Suryadharma bagaikan memberi angin para kiai yang berhimpun dalam Badan Silaturahmi Ulama Pesantren Madura—disingkat Bassra. Badan Silaturahmi adalah penentang paling keras Syiah di Sampang. Tiga hari sebelum bertemu dengan Ketua Umum Partai Persatuan Pembangunan itu, mereka berkumpul di Sumenep untuk menyikapi upaya pemerintah merekonsiliasi konflik. Ada delapan poin yang mereka pasang sebagai syarat perdamaian.

Yang paling berat adalah "pertobatan". Menurut Ali Karrar Sinhaji, Ketua Badan Silaturahmi, perdamaian tak mungkin dilakukan bila penganut Syiah tak mau menanggalkan iman mereka. "Rekonsiliasi bukan hanya diakhiri kepulangan mereka ke kampung halaman, melainkan perlu perbaikan akidah," ujar pengasuh pesantren Darut Tauhid itu.

Tak cukup diucapkan secara lisan, pertobatan mesti diikrarkan di depan khalayak, dihadiri ulama dan perwakilan pemerintah, serta dimuat di media massa. Badan Silaturahmi pun menyiapkan selembar naskah pernyataan telah meninggalkan Syiah yang mesti diparaf pengungsi. "Apabila tobatnya dilanggar, harus siap menerima hukuman," ujar Djakfar Shodiq, juga dari Badan Silaturahmi. Ulama tak menjamin pengusiran tak akan terulang lagi bila pengungsi pulang tanpa bertobat.

Suryadharma kemudian mempertemukan kiai dari Badan Silaturahmi dengan pengungsi keesokan harinya. Pertemuan digelar di ruang VVIP Bandar Udara Internasional Juanda, Surabaya. Tajul Muluk alias Ali Murthada tak hadir karena masih dipenjara setelah divonis empat tahun bui tahun lalu. Pertemuan dihadiri pula oleh Gubernur Jawa Timur Soekarwo dan ketua tim rekonsiliasi yang juga Rektor Institut Agama Islam Sunan Ampel, Abd' Ala. Tak ada perwakilan ulama dari luar Badan Silaturahmi.

Bagi Suryadharma, Badan Silaturahmi sudah mewakili suara ulama Madura. Ia pun sepakat dengan kajian mereka yang menyatakan aliran Syiah yang dipimpin Tajul Muluk telah menistakan agama.
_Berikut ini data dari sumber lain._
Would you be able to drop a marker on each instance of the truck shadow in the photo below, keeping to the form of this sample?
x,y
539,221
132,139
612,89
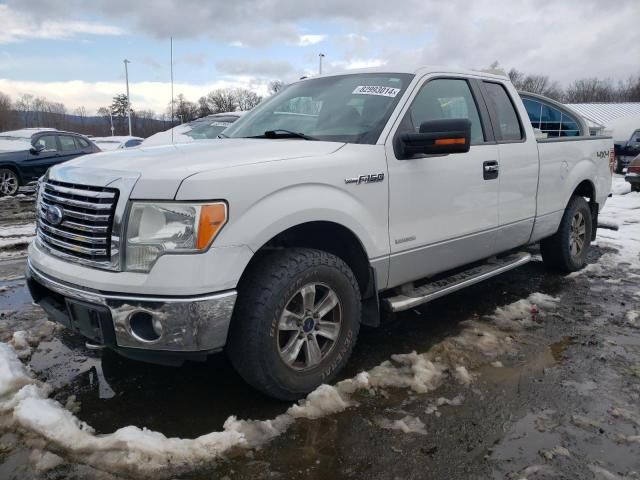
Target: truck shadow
x,y
197,398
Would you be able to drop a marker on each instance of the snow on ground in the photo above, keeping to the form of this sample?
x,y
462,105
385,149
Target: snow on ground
x,y
623,208
14,238
24,404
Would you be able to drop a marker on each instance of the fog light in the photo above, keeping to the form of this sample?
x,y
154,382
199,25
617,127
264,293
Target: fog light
x,y
145,327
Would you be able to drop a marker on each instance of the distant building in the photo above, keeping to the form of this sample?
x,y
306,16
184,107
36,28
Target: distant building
x,y
619,120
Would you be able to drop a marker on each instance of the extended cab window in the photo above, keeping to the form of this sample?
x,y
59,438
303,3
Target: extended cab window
x,y
48,142
441,99
342,108
508,124
550,120
67,143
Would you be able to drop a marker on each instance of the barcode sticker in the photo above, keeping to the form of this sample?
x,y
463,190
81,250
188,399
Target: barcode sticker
x,y
376,90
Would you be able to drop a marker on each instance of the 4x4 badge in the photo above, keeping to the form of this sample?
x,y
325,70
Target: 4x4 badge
x,y
372,178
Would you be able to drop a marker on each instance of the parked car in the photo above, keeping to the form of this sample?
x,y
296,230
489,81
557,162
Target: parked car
x,y
116,142
205,128
633,174
627,146
25,155
339,197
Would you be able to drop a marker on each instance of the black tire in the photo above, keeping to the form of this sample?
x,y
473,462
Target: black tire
x,y
256,336
618,169
557,251
9,182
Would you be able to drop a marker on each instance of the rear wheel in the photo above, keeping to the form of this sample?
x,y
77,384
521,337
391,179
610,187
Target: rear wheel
x,y
296,321
566,250
9,183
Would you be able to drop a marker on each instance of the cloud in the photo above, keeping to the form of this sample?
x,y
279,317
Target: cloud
x,y
267,68
144,95
18,26
306,40
565,39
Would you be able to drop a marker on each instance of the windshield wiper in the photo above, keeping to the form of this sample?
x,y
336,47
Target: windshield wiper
x,y
279,133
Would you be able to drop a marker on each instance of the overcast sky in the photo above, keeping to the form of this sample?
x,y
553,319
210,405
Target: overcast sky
x,y
72,50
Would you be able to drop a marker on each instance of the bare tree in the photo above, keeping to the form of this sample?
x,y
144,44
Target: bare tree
x,y
183,109
119,107
246,99
222,100
24,105
6,113
540,84
275,86
590,90
203,107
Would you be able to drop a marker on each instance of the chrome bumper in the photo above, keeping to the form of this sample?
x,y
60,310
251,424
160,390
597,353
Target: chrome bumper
x,y
188,324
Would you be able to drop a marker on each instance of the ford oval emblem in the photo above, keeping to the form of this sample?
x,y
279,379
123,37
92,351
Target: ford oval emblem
x,y
54,215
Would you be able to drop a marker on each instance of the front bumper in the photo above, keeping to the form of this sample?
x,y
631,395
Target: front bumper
x,y
193,325
633,178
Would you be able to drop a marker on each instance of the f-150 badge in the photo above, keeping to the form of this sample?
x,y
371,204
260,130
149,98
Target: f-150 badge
x,y
372,178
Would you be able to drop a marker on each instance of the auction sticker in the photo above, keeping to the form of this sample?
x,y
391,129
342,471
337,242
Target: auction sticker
x,y
376,90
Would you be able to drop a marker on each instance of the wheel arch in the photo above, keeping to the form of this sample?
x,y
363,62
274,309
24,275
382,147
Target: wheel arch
x,y
587,189
14,168
334,238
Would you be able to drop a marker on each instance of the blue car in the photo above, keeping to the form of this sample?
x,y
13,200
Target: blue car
x,y
25,155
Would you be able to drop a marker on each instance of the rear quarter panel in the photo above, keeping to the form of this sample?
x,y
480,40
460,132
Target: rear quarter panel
x,y
564,164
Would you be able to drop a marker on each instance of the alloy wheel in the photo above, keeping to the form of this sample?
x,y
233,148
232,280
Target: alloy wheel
x,y
309,326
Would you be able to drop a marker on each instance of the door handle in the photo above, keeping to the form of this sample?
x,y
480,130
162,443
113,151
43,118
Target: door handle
x,y
490,169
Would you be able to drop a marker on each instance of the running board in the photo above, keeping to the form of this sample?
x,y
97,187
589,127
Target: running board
x,y
439,288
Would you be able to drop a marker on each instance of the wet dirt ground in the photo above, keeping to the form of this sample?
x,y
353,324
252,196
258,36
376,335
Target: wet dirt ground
x,y
564,404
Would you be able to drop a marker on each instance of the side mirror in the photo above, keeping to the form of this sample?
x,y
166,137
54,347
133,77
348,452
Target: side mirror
x,y
437,137
37,148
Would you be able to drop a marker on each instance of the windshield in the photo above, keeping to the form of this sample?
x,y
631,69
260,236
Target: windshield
x,y
344,108
9,143
210,129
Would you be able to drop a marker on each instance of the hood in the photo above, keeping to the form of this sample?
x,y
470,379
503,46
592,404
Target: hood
x,y
161,169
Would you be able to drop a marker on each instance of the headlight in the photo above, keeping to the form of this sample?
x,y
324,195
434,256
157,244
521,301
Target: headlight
x,y
170,227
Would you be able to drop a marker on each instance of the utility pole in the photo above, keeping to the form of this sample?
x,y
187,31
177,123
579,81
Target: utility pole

Apalagi Majelis Ulama Indonesia Jawa Timur menyatakan hal serupa. Karena itu, menurut Menteri Agama, pemeluk Syiah perlu "dicerahkan". "Saya sengaja tidak menggunakan kata tobat. Saya gunakan istilah 'penyamaan persepsi'," ujarnya. 

Atas nama menyeragamkan persepsi pula Suryadharma meminta pengungsi meninggalkan Syiah. Ini syarat yang tak bisa ditawar agar rekonsiliasi terjadi dan pengikut Tajul Muluk bisa pulang ke Nangkernang dan Blu'uruan, dua kampung basis Syiah di Sampang. "Kiai bisa menerima pemulangan asalkan ada penyamaan persepsi." Suryadharma mengklaim pengungsi sudah bersedia menerima tawarannya.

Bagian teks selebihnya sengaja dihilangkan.